174 The applicant led evidence as to when and where water has ingressed the northern half of the basement, principally through Mr Jacques Curty Bernard Malie, Mr John Ogilvie Ullner and Mr Stephen Ronald Grose.

175 The report dated 19 September 2012 by Concrete Waterproofing (WA) Pty Ltd (Concrete Waterproofing), which is annexure 3 to the first of Mr Ullner's witness statements (Exhibit B1(a)), was admitted on the basis that no weight will be attributed to the opinions expressed therein, given that the author of the report was not called (T:51; 08.10.12), and the Tribunal has attributed no weight to the opinions.
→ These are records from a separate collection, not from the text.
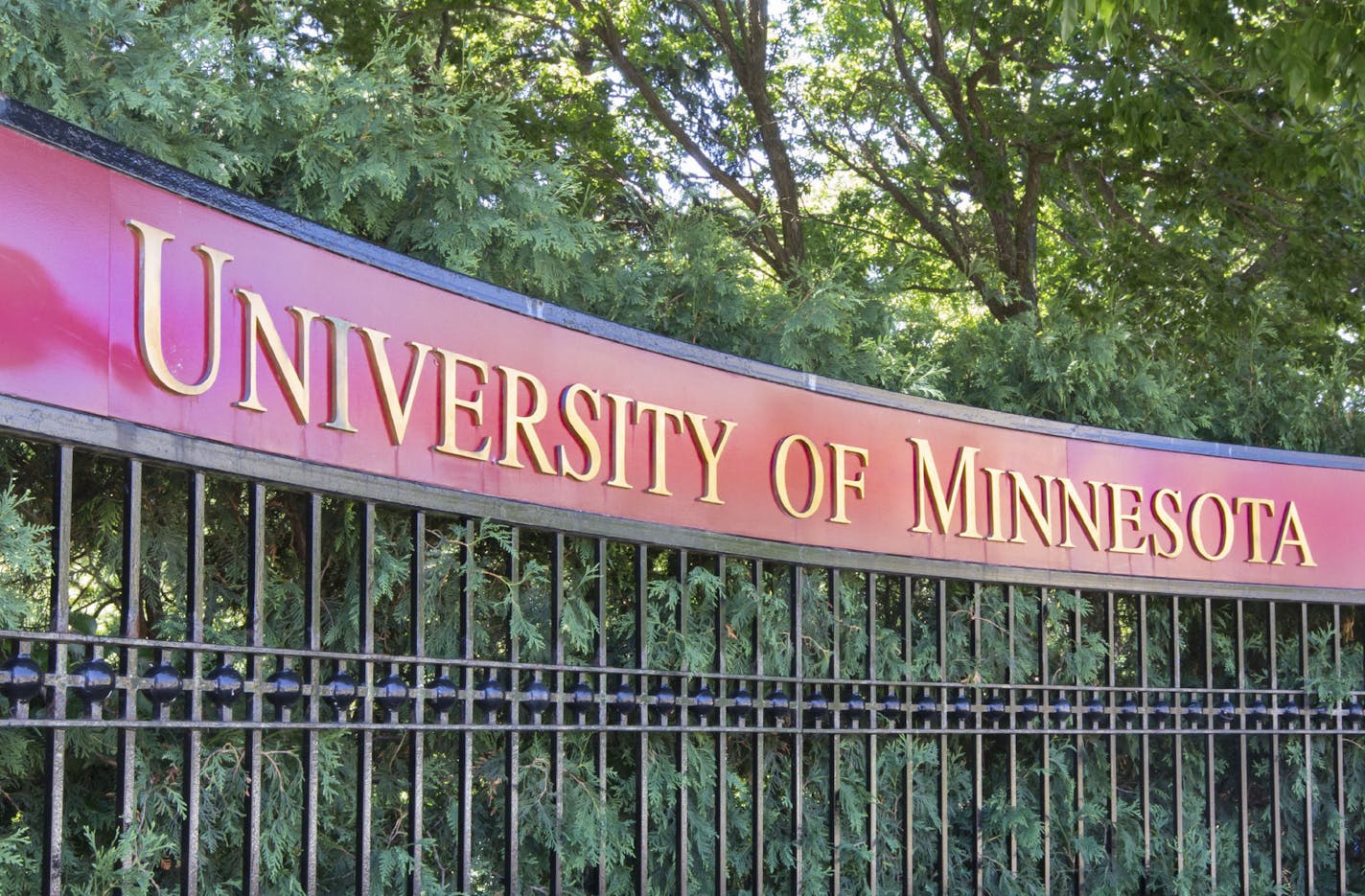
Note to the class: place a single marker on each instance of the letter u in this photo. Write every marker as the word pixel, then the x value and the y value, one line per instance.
pixel 150 241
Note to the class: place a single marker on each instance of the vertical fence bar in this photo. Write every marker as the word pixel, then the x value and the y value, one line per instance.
pixel 466 795
pixel 641 749
pixel 1145 747
pixel 978 858
pixel 1046 782
pixel 557 697
pixel 512 753
pixel 192 740
pixel 1177 738
pixel 868 721
pixel 723 760
pixel 58 621
pixel 940 596
pixel 684 853
pixel 908 638
pixel 364 737
pixel 798 734
pixel 1111 679
pixel 1078 805
pixel 1277 820
pixel 759 760
pixel 1243 821
pixel 417 750
pixel 1339 760
pixel 1011 744
pixel 131 611
pixel 256 635
pixel 836 696
pixel 1309 872
pixel 599 659
pixel 1210 779
pixel 312 673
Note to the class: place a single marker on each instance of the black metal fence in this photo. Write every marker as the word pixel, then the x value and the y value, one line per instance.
pixel 243 674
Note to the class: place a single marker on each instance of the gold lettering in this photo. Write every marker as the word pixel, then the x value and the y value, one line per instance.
pixel 992 505
pixel 521 427
pixel 620 421
pixel 1120 519
pixel 1253 524
pixel 1071 501
pixel 929 486
pixel 659 441
pixel 841 482
pixel 710 453
pixel 452 403
pixel 291 377
pixel 779 476
pixel 1039 513
pixel 396 413
pixel 340 376
pixel 1196 525
pixel 150 241
pixel 1293 527
pixel 1168 521
pixel 580 432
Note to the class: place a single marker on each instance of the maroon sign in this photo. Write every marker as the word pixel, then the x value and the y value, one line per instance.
pixel 125 300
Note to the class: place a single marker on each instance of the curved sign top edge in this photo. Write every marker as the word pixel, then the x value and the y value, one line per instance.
pixel 126 293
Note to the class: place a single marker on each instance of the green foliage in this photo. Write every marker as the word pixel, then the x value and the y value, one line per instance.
pixel 1121 213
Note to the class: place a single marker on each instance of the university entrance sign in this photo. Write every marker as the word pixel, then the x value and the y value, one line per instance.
pixel 184 312
pixel 338 569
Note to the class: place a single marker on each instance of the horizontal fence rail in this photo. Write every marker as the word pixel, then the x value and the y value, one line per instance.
pixel 227 685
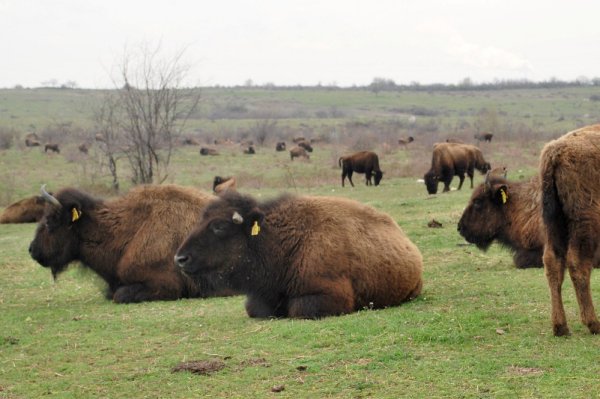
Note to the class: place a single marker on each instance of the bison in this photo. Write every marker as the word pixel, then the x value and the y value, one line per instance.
pixel 208 151
pixel 509 213
pixel 129 241
pixel 570 171
pixel 366 162
pixel 483 137
pixel 52 147
pixel 450 159
pixel 27 210
pixel 298 152
pixel 280 146
pixel 222 184
pixel 300 257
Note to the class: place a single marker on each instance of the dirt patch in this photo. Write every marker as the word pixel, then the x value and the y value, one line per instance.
pixel 204 367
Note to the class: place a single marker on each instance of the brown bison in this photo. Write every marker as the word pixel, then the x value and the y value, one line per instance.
pixel 27 210
pixel 129 241
pixel 298 152
pixel 299 256
pixel 208 151
pixel 404 142
pixel 280 146
pixel 570 172
pixel 52 147
pixel 450 159
pixel 483 137
pixel 222 184
pixel 509 213
pixel 366 162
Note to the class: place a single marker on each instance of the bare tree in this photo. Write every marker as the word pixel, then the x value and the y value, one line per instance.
pixel 155 109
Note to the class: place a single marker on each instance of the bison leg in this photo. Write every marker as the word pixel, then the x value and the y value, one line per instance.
pixel 555 273
pixel 580 269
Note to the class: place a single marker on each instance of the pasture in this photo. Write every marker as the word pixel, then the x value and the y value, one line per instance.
pixel 481 328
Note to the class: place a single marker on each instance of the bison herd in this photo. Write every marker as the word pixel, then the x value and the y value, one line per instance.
pixel 311 257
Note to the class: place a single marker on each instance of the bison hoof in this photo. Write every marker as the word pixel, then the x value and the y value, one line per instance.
pixel 561 330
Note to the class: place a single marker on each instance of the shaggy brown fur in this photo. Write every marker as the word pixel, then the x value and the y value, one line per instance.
pixel 366 162
pixel 312 257
pixel 450 159
pixel 129 241
pixel 298 152
pixel 27 210
pixel 515 221
pixel 570 172
pixel 222 184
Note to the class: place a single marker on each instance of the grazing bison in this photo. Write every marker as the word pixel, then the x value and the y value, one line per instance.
pixel 280 146
pixel 450 159
pixel 366 162
pixel 300 256
pixel 298 152
pixel 509 213
pixel 570 172
pixel 404 142
pixel 208 151
pixel 129 241
pixel 52 147
pixel 27 210
pixel 483 137
pixel 222 184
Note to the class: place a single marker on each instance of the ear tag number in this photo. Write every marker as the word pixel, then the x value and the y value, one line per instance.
pixel 255 229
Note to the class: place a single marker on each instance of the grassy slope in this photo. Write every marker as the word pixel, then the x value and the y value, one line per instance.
pixel 480 329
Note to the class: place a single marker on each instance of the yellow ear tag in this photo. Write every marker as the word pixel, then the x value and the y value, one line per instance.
pixel 504 195
pixel 75 214
pixel 255 229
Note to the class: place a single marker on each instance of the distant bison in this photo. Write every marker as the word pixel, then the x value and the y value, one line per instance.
pixel 27 210
pixel 222 184
pixel 366 162
pixel 570 172
pixel 52 147
pixel 509 213
pixel 483 137
pixel 208 151
pixel 450 159
pixel 129 241
pixel 298 152
pixel 280 146
pixel 303 257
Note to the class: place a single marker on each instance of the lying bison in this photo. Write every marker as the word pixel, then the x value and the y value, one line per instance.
pixel 570 172
pixel 450 159
pixel 301 256
pixel 509 213
pixel 129 241
pixel 27 210
pixel 366 162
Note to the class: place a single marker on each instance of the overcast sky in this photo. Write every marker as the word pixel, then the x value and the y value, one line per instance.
pixel 289 42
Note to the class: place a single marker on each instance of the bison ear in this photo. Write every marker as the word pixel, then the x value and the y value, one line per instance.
pixel 501 193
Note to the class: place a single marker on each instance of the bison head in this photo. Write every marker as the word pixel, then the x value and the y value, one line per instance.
pixel 56 242
pixel 431 182
pixel 484 218
pixel 220 242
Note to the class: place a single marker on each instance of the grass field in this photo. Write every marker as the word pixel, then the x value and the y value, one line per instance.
pixel 481 328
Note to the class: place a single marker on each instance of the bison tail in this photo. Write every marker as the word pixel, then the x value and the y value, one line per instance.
pixel 552 208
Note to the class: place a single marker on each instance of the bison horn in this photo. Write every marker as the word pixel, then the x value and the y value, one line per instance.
pixel 48 197
pixel 237 218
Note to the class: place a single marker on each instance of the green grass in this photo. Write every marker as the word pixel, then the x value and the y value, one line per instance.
pixel 481 328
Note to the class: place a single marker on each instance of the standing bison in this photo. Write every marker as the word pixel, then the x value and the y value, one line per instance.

176 Mr Ullner is the Director of JOU1 Pty Ltd, which is the company that owns commercial premises at Tyne Square, part of which is leased to Coles. Mr Ullner is also a member of the Council of Owners, being the governing body corporate of Strata Plan 52843 for Tyne Square. Mr Ullner is authorised to act on behalf of the Council of Owners in these proceedings. Counsel for the respondent tested the evidence of Mr Ullner. The Tribunal found Mr Ullner straightforward in cross-examination. The Tribunal accepts Mr Ullner as a credible witness.

177 Mr Malie works as a storeman at Coles at Tyne Square five days per week between approximately 7 am and 3.30 pm. He is also the proprietor of Malie Cleaning, a cleaning business which performs commercial and domestic cleaning, including the common areas of Tyne Square. He is also the caretaker of the building and provides a report once a month of anything identified to be in need of fixing. This does not include access to the Western Power transformer room, the sub-station room and the apartments (Exhibit B8). Counsel for the respondent tested the evidence of Mr Malie. The Tribunal accepts Mr Malie as a credible witness.

178 Mr Grose is and has been employed by Western Power for slightly over 30 years. He is a Distribution Systems Policy Engineering team leader, responsible for developing standards and policy in relation to how people safely connect to the Western Power network (Exhibit B4). His qualifications are in business - not engineering - although he has engineers working for him (T:100; 09.10.12). The Tribunal accepts Mr Grose as a credible witness.

(Page 45)



179 Mr Martens, Mr Airey, Mr Sebbes, Mr Watts, Mr Lundorf, Mr Collins, Mr Davenport, Mr Lucchesi and Mr Dixon agree that, in their opinion, water has ingressed the basement through both 'joints and relief points', but that no measurements have been taken to quantify the amounts from each source (Exhibits K1 - K9).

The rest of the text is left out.